Tuesday, April 29, 2008

The NHL on Telemundo

For the NHL playoffs, my own personal rule of thumb is that if you play hard and can construct a repeatable formula to score three goals per game, you’re a tough out. And really, all other nonsense aside, that is the Flyers in a nutshell.

Simply, the Phladelphia Flyers just have a lot of good wingers and centers. If you can roll second and third lines out offering multiple 20 goal scorers, that don’t look helpless back-checking any opposition line presented, playing a determined sixteen minutes and ending most games a plus- you have a pretty good hockey team.

The Flyers are unusual in that if their top line plays the opponent’s top defensive pair to a draw, they’ll take it. Between killing your own penalties and dealing with Prospal and Briere, the Flyers absorb a team’s number one post-season asset: the precious minutes of the top blue line pair. To wit, a formula: the Flyers can consistently get to three goals in a playoff game via the power play and secondary lines facing the second and third defensive pairings.

Then, add in the fact that Biron has played well- and Montreal’s Carey Price notsomuch- and the Flyers have moved from “tough out” to “leading the series”.

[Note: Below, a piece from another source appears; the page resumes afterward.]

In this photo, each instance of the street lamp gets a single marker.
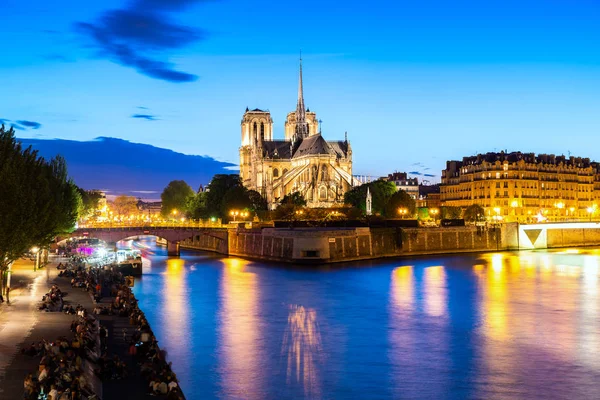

I woke this morning meaning to rant on the officiating- but Sam Donnellon in the Daily News beat me to it. There is a lot of talk about the 34-14 shot differential last night- but if the NHL is intent on allowing the Canadians to play half the game on the power play, you’re gonna get totals like that.

Now, I don’t buy into any conspiracy. However, in most professional sports, the official is charged with the administration of the game and enforcement of the rules. But the NHL official is unique; he is also directed to carry the mandate forward- to create a particular vision of the NHL, reward the player and team that conforms.

Scenario: the Flyers compensate for their lack of quality mobile defensemen by adding a little, dare I even say entertaining, chippy-ness. Well, the NHL can’t have its Finns and Swedes ruffled. So you get situation like the Derian Hatcher’s boarding major and subsequent game misconduct.

Fine, it is a penalty. Fine, throw the book at him. Zero argument. But that is a game changing, potentially series changing call. All this from an act that the recipient immediately got up from- then promptly commits a retaliation action.

A normal official realizes he was presented with numerous ways to penalize Hatcher sans agenda. The game misconduct was ridiculous- there are fist-fights every night in the League that are more premediatated than that hit ever was. Give him a double roughing minor instead of major penalty. In the NBA, that is a level one flagrant foul- shoot the free throw, move briskly on. But in the NHL, it is a chance to move the agenda of the Swedish Elite League forward- and you darn well better know the official is mandated to move the plan forward.

Accordingly, in the NHL offices, there was nodding heads of approval. They want to marginalize players gritty like Hatcher, they love the fact that it took an increasingly out-of-reach 3-0 game and made it a contest, they love the power play and the goals. No referee in the modern NHL will lose play-off assignments making calls that make the game more “interesting” and potentially more appealing to the casual fan surfing cable television.

For further evidence, I would steer you to this post on Jerry’s Wheelhouse- move down to the part about Crosby. Crosby is the end-state NHL star: promoted, scoring and diving. The soccer analogy he present is frankly a solid one- the evolution of the NHL to the beautiful game. It could work- completely the move from network television to Versus to Telemundo.